The Confederacy was always poor, that’s probably the experts of the Civil War will tell you that’s why they lost the War. They were poor to begin with compared to the industrial north and secondly, there was an embargo. The – the – the – the north put their ships around and they cut off as much of the smuggling in that they could, and they cut down on their trade because their trade was cotton to Europe and all that, and so they were starving the south to death and the guy who really caught the worst of it was – they blamed it all on Myers. They said because they – they had guys didn’t have uniforms. They – they were always short of stuff. They – small, little side thing: Fort Myers was a cattle town and all of the Kissimmee area and the center part of the state was free=range. There was a lot of cattle, but these guys would two or three or four times a year, round up the cattle; they were cowboys – and run that cattle down through Fort Myers down to what is now Punta Rassa, which is right at the mouth of the Caloosahatchee River – put them on barges and run it to Cuba. Cuba bought all their meat from here, so when the – but most of those cowboys and all those guys doing – in the cattle business – were Southerners. The first time when Myers would send his people to buy cattle for meat for his troops, the locals and the cowboys from Kissimmee sold it to the – the Confederate Army. That was thing to do. They got paid in Confederate money, which ended up to be not worth anything. They knew when they sold cattle to Cuba, which was Spain, they got paid in gold and so that was the end of that thing; they didn’t sell it to the Confederacy, so that just the typical thing of the problems that Abraham Myers had and when the War ended, he was so distraught of being blamed for all of this that he left this country, and – and moved to Germany with his family – with his whole family – and did not come back to the United States for 11 years, and then finally came back to the United States and everybody probably forgot about him, and they didn’t hate him anymore.
But his son, who I believe name was Jack Myers…went in the military and I believe he went to the Naval Academy, Annapolis, and became an officer, but in the Marines, because the Marines part of the Navy and he became – he worked his way all the way up, and he became a General himself and – and became famous for some battles and fighting that went on in the Philippines.
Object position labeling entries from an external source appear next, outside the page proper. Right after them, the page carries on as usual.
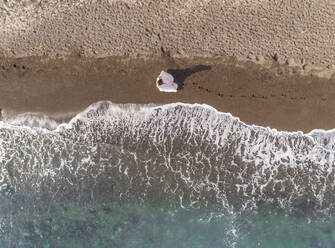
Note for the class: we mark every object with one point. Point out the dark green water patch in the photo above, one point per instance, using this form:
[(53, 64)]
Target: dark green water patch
[(133, 225)]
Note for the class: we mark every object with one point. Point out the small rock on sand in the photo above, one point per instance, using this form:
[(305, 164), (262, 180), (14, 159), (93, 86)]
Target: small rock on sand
[(290, 62), (251, 57), (260, 59)]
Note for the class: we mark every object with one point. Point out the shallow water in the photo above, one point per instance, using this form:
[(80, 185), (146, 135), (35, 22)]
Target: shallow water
[(239, 185)]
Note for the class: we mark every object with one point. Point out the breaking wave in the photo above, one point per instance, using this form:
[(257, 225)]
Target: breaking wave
[(187, 155)]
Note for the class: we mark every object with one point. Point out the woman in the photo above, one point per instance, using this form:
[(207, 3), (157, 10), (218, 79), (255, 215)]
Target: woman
[(165, 82)]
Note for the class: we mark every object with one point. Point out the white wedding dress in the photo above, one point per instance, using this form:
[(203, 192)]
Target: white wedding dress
[(168, 84)]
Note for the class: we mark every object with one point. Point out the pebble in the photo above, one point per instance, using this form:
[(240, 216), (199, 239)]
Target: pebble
[(290, 62), (276, 57), (251, 57), (260, 59), (307, 67)]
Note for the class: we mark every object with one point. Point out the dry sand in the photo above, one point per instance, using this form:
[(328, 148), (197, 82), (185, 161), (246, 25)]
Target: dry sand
[(269, 95), (98, 28), (60, 56)]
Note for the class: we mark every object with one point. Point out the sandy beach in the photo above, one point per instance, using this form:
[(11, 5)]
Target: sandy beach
[(269, 95), (269, 63)]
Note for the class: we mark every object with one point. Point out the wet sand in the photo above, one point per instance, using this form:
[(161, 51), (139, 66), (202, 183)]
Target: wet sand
[(269, 95)]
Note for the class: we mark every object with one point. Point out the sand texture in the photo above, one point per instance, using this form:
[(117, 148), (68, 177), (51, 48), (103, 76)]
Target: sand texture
[(295, 30), (273, 95)]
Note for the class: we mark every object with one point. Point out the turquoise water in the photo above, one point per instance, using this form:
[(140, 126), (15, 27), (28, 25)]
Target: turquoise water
[(177, 175), (132, 225)]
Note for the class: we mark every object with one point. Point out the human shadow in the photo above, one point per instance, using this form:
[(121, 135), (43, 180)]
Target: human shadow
[(181, 74)]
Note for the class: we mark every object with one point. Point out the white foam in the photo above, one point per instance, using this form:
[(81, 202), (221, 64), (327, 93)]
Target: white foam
[(193, 152)]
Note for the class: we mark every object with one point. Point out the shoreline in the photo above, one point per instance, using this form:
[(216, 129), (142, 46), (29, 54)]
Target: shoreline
[(271, 94)]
The United States had fought over there. That’s how we ended up – for a while we had the Philippines from Spain; that was part of that Spanish-American War that didn’t go well for Spain. We had it, and then we made it independent, the Philippines. Jack Myers became very famous in the military history, but not too many people read the military history, other than the military.
But that’s the history of Abraham Myers, and nobody talked much about him. His picture would be on the wall in the courthouse, ‘Colonel Abraham Myers’, but nobody…I would talk to people about it. Abraham Myers. Did you know he was Jewish? And I get this blank look from the mayor, you know? The mayor says, ‘you’re kidding me!’ I said, ‘no, why would I kid you?’ I said, ‘and look it up.’ In fact, I’ll give him a website to look it up on the Internet. But he’s mentioned in the – there’s a history museum here that some – one of his relatives was Jewish or something. It’s a very vague kind of thing; they don’t give a lot of credit to it, because they’re wondering how did that happen? A Jewish guy? You know, become the founder of this town that’s a very prosperous, big, you know, Southwest Florida’s becoming a very important part of Florida right now – probably the quickest growing. But that’s the story of Abraham Myers. My – my version of Abraham Myers.”